Iglesias y Montero: la extraña pareja
El tabú de la relación sentimental es una anécdota respecto al poderoso binomio político que representan ambos en la nueva estrategia de Podemos
Puede que si Pablo Iglesias e Irene Montero fueran dirigentes del Partido Popular —cuesta trabajo asimilar la imagen— no se hubiera prolongado tanto tiempo en la prensa el misterio de la relación sentimental. La derecha, o la derechona, como la definía Umbral, no tiene acceso a ciertos privilegios de corrección y de sensibilidad que predominan en el hábitat de la izquierda. Es "machirula" por definición la derecha, como diría Montero. Y no tardaría en plantearse que el secretario general del PP ejerce a su antojo el nepotismo. O que se ha instaurado el kirchernerismo, la bicefalia conyugal.
¿Tiene relevancia política que Iglesias y Montero sean pareja? La pregunta no es pura retórica, pero aloja en sí misma una trampa. Y la trampa consiste en que las interrogaciones sirven de pretexto para airear la evidencia de la relación sentimental.

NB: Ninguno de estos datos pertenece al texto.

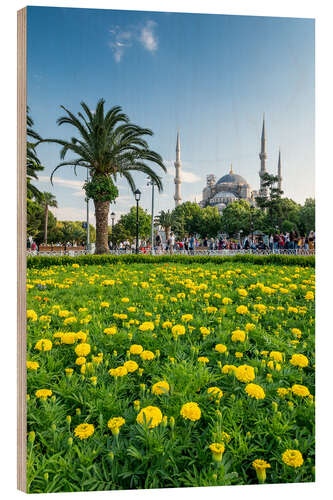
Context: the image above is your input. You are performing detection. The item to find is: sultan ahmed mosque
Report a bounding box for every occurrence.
[174,117,282,212]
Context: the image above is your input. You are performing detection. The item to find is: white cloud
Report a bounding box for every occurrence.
[140,21,158,52]
[108,20,158,63]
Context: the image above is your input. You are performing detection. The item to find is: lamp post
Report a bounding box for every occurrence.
[147,179,155,255]
[86,168,90,253]
[134,189,141,254]
[110,212,116,249]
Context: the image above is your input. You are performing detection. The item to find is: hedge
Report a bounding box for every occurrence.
[27,254,315,269]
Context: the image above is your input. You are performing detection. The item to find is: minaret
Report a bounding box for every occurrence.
[259,114,267,196]
[174,131,182,207]
[278,150,282,191]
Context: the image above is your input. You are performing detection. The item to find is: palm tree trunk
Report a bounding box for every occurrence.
[94,200,110,254]
[44,205,49,245]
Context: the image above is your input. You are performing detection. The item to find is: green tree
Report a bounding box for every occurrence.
[27,107,44,203]
[299,198,316,235]
[41,193,58,244]
[113,207,151,239]
[222,200,254,236]
[39,99,166,254]
[172,201,202,236]
[199,206,222,238]
[156,210,174,241]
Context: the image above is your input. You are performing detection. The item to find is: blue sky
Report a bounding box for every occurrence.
[28,7,315,220]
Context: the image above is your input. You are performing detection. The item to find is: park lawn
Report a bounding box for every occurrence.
[27,263,315,493]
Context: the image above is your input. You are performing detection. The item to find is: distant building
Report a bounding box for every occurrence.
[193,117,282,212]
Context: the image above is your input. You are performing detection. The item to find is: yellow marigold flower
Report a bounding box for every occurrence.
[35,339,52,351]
[245,384,266,399]
[124,361,139,373]
[75,342,91,357]
[207,387,223,399]
[231,330,246,342]
[220,432,231,443]
[58,309,70,318]
[35,389,52,401]
[74,424,95,440]
[74,331,88,342]
[140,351,155,361]
[27,361,39,371]
[215,344,227,354]
[60,332,76,345]
[236,306,249,314]
[290,354,309,368]
[130,344,143,354]
[252,458,271,483]
[151,380,170,396]
[235,365,256,382]
[269,351,283,362]
[198,356,209,365]
[104,326,117,335]
[109,366,127,377]
[203,306,217,314]
[27,309,38,321]
[171,325,186,336]
[136,406,163,429]
[39,314,51,323]
[139,321,155,332]
[75,356,86,366]
[209,443,225,462]
[200,326,210,337]
[282,450,304,468]
[291,384,310,398]
[180,402,201,422]
[108,417,125,436]
[222,365,237,375]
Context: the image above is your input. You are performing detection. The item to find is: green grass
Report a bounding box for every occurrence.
[27,262,315,493]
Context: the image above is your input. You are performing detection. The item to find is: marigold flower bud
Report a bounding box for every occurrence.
[29,431,36,443]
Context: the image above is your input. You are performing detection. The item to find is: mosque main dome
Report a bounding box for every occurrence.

Y no se trata de un descubrimiento, pero el hecho de plantearlo aquí, en este mismo periódico, con tantas reservas formaliza la transgresión de un tabú. Todo el mundo sabe que Iglesias y Montero comparten una relación sentimental, pero mencionarla implicaría —o implica— un ejercicio de amarillismo, de sensacionalismo periodístico, o de machismo, entre otras razones porque podría deducirse que la sobrevenida pujanza de Irene Montero en Podemos proviene de su vinculación personal a Iglesias.
Es una conclusión atractiva porque destripa en canal el conflicto de intereses y deteriora el principio de la meritocracia asamblearia, pero también es una conclusión incendiaria porque consolida el estereotipo del macho dominante y la mujer arribista.
Se explicaría así la cautela con que los medios informativos eluden referirse a la relación sentimental. Se ha acordado una especie de elipsis mediática. Y romperla supone un ejercicio de sobrexposición a la represalia de una campaña machista. Un argumento, el machismo, que neutralizaría el debate en su embrión mismo.
Iglesias y Montero son una "extraña pareja". No tan extraña como Jack Lemmon y Walther Matthau en la película de Gene Saks, pero sí bastante atípica en la manera en que desdoblan su poder y su influencia. Representan ambos la corriente ganadora del congreso de Vistalegre. Formalizan la ortodoxia ideológica. Y han llegado a mimetizarse en los discursos, en las ideas y hasta en las formas.
Carece de toda relevancia informativa la vida privada de Montero e Iglesias, pero sí la tiene el binomio político que representan, más aún cuando el proceso de carbonización de Errejón predispone a un nuevo reparto de funciones y responsabilidades. Irene Montero las irá asumiendo a costa del extinto golden boy. No porque sea la novia del gran líder en una lectura frívola, sino porque Iglesias necesita reconstruir un espacio político de confianza, porque Montero se ha ganado a ley su peso en la formación morada y porque las bases de Podemos —"Irene, Irene, Irene" jaleaban los militantes en Vistalegre— la han conducido a la jerarquía de la lista del consejo ciudadano.
La tarea de desbrozarla con atención arroja una sorpresa inquietante en la idiosincrasia del partido más sensible a la igualdad de género y más combativo en la lucha contra el machismo: solo hay dos mujeres entre las diez primeras posiciones. Rita Maestre en octavo lugar. Y la propia Irene Montero en el cuarto puesto, camino de convertirse en portavoz parlamentaria y en revulsivo de un partido ensimismado en su líder.